Plant Foods That Contain Amino Acids

Plants contain all the amino acids humans need, but individual plant foods tend to be lower in one or two specific ones. Beans are lower in methionine. Grains are lower in lysine and threonine. Nuts and seeds are lower in lysine. Corn is lower in both tryptophan and lysine. This is why you’ll sometimes hear that plant proteins are “incomplete,” though that label is somewhat misleading.

Research published in the American Heart Association’s journal Circulation found that any single unprocessed starch (rice, corn, potatoes, or beans), combined with vegetables and fruits, provides amino acid intakes that exceed recommended requirements. In other words, you don’t need to obsess over combining specific foods at every meal. As long as you eat a variety of plant foods throughout the day, you’ll cover your amino acid needs.

A few plant foods do qualify as complete proteins on their own: soy (including tofu, tempeh, and edamame), quinoa, and buckwheat all contain all nine essential amino acids in adequate proportions.

How Complementary Proteins Work

Protein complementation is the practice of pairing two plant foods so that one fills the amino acid gap in the other. The classic example is rice and beans: beans provide the lysine that rice lacks, while rice provides the methionine that beans lack. Other effective pairings follow the same logic.

  • Beans + grains, nuts, or seeds (covers methionine)
  • Grains + legumes (covers lysine and threonine)
  • Corn + legumes (covers tryptophan and lysine)
  • Vegetables + grains, nuts, or seeds (covers methionine)

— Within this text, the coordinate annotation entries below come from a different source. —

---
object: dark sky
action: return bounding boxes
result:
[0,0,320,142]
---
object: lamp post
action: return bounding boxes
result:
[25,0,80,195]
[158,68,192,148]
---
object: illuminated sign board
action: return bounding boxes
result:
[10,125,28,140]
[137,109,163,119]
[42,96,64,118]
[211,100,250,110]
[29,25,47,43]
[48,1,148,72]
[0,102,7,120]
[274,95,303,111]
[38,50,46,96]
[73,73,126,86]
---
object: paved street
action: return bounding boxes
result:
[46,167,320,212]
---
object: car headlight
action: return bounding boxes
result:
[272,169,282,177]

You don’t need to eat these combinations in the same meal. If you have lentil soup at lunch and a handful of almonds as a snack, the methionine from the almonds complements the lysine from the lentils over the course of the day.

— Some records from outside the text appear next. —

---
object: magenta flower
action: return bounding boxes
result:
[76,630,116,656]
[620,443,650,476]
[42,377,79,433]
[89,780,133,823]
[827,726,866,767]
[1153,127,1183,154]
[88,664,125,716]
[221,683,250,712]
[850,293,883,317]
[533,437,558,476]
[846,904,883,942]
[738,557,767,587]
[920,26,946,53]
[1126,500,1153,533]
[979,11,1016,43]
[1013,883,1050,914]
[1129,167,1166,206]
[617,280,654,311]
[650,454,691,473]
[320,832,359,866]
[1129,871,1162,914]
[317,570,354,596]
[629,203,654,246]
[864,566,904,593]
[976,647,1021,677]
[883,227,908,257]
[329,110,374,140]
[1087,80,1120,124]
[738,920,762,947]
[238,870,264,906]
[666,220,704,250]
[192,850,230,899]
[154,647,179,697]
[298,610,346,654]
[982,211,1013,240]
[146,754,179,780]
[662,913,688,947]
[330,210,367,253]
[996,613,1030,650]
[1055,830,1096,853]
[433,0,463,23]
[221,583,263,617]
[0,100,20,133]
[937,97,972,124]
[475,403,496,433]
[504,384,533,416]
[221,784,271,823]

Leucine and Muscle Building

Among the essential amino acids, leucine gets the most attention in fitness contexts because it acts as the primary trigger for muscle protein synthesis. Whey protein isolate contains about 3 grams of leucine per serving, while a typical plant-based protein blend contains about 1.5 grams. That difference matters: in a study comparing the two, whey protein and leucine-fortified plant protein both stimulated muscle building to a similar degree, while the standard plant protein blend (with its lower leucine) produced a smaller response.

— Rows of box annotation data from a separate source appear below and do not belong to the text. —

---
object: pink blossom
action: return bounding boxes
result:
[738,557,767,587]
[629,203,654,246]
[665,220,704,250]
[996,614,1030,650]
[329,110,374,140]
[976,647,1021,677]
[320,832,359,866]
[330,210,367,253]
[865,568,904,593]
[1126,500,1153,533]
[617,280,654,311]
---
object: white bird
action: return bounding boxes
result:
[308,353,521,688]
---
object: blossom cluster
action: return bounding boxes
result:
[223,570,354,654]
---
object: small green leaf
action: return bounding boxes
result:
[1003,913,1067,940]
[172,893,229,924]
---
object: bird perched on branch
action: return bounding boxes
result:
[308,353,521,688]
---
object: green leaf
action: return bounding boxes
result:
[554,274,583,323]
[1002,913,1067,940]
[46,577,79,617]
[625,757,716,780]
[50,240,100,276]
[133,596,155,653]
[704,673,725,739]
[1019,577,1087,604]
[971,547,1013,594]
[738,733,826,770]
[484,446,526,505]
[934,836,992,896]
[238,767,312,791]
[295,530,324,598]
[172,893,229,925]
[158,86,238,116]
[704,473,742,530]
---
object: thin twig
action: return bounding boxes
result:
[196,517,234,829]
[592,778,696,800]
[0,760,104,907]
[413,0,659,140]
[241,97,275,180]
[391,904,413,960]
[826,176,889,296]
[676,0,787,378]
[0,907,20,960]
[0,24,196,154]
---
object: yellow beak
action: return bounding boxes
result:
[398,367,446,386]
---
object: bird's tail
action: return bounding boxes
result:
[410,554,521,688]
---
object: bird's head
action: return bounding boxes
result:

If you rely on plant-based protein powders, choosing one fortified with extra leucine can close the gap with whey. Whole food sources rich in leucine include soybeans, lentils, peanuts, and spirulina on the plant side, and chicken, beef, and fish on the animal side.

Collagen Is an Incomplete Source

Collagen supplements are popular, but they’re not a well-rounded source of amino acids. Collagen is made primarily of three amino acids: glycine, proline, and hydroxyproline. It lacks several essential amino acids, so it cannot replace a complete protein source. Your body also can’t absorb collagen in its whole form. It breaks collagen down into individual amino acids during digestion, then uses those amino acids wherever they’re needed, not necessarily to rebuild collagen in your skin or joints.

How Much You Need

Amino acid requirements shift across your lifespan. Healthy adults need roughly 36 mg of lysine per kilogram of body weight per day, 4 mg of tryptophan, and about 13 mg of methionine. For a 70 kg (154 lb) person, that translates to about 2.5 grams of lysine daily. These needs increase during late pregnancy, when lysine requirements jump to around 50 mg per kg per day and phenylalanine needs more than double.

Older adults face a notable shift in leucine requirements. Young men need about 39 mg of leucine per kg per day, while men and women over 60 need roughly double that, around 78 mg per kg per day. This is one reason older adults benefit from prioritizing protein-rich foods and distributing protein intake evenly across meals rather than loading it into dinner.

For most people eating a varied diet with adequate calories, hitting these targets happens naturally. The groups most at risk for falling short are those on very restricted diets, people recovering from surgery or illness, and older adults who eat less overall.